Her leg has grown around the wound
same as how trees will hatchet strikes.She still wears skirts, for now, because
her body won’t be a woman’s for a few
more years, and free magazine offers
don’t come this far out in the country.
It would be easy to miss the simile that compares her leg to a tree, and implies her father was evening the stump of her as he did those in the backyard. Yet, because her body still belongs to childhood, and her childhood to its innocent geography, she “still wears skirts.” And the speaker, who himself belongs to the world of beasts, feels a tenderness toward the girl. He mentions some things he’d like to know, like “how/ the couch felt when it froze through./ But the plane for the mail route is spinning on/ and this place will always be her stop.” As readers, we are left with some of the same curiosity the speaker might have felt, and perhaps the same reverence for unknowing. The speaker recognizes that his conversation with the girl, like twilight, is a rare moment between two worlds, and it won’t last long. He will return to his life, and she to hers, where we can only imagine what happens to her. Meanwhile, “The night makes us all older, and just walking/ toward it, she covers her thighs with the dark.”

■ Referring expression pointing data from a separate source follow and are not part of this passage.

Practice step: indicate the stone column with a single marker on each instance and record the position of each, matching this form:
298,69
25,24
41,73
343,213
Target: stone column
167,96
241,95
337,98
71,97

So we are left in the dark, like the speaker, who throughout the collection unveils slowly how ignorant he feels of so many of the world’s mysteries, even as he masks this with a bravado, a persona who makes jokes about the people who surround him. Late in the collection, the speaker has been invited to talk about his deceased uncle in “At the Dedication.” He begins: “I didn’t know how to say to the crowd/ I hardly knew the man. I was just shy/ of five when he died.” I proclaimed earlier that the speaker and the author of this book, though obviously distinct, are not completely mutually exclusive. This poem is direct evidence of that. For the past four years, the town of Clatskanie, Oregon, has held an annual Raymond Carver Writing Festival, in celebration and memoriam of Caleb Barber’s late uncle. Part of what’s appealing to me, and what echoes the speaker’s sentiments of being “no ambassador to the dead,/ no dignitary worthy of write-offs,” is that Carver is never mentioned in the poem. So the poem does in its form what it proclaims in its voice—reassures us that it isn’t really an authority. In fact, it seems to hint (much like Twain does in his epigraph to Huck Finn) that there is really no moral in the narrative of life, and that none of us can ever get it right (we can only try). And this proclamation, though perhaps flawed or disappointing, may be more moral, closer to a moral code, than it would be to offer us wisdom. The wisdom is in knowing what not to say—and the poems in Beasts and Violins incidentally say a lot through omission.
In the end, these poems don’t give us any grand revelations about life other than the naked truth, if the truth can be considered a grand revelation. Though it comes at the beginning of the second section, the poem “For the Topless Girls in the Brewery Gulch” does a nice job illustrating the spare quality of the book’s poetry. As the title of the poem suggests, Barber doesn’t romanticize the moment in the slightest:
With wet fur coats framing naked tits,
you danced in the New Year
on the narrow drive between St. Elmo’s Bar
and the Stock Exchange Saloon.
There were three of you. A small posse
in like uniform. Your hair was stuck
to your faces, so when you shook your heads,
the strands tore off strips of foundation.
In the right street light, the negatives
looked like tiger stripes. It was raining.
Tomorrow was a holiday. Everyone knew
this desert water was poison. Of course
you were drunk.
As unappealing as the moment is, it is still memorialized in poetry, lasting forever. And there is something beautiful about strips of peeled-off makeup looking “like tiger stripes” in the rain. It is this homage to the realities of life, here and throughout the speaker’s journey, that makes the book so compelling—it sings the monster out of the mundane.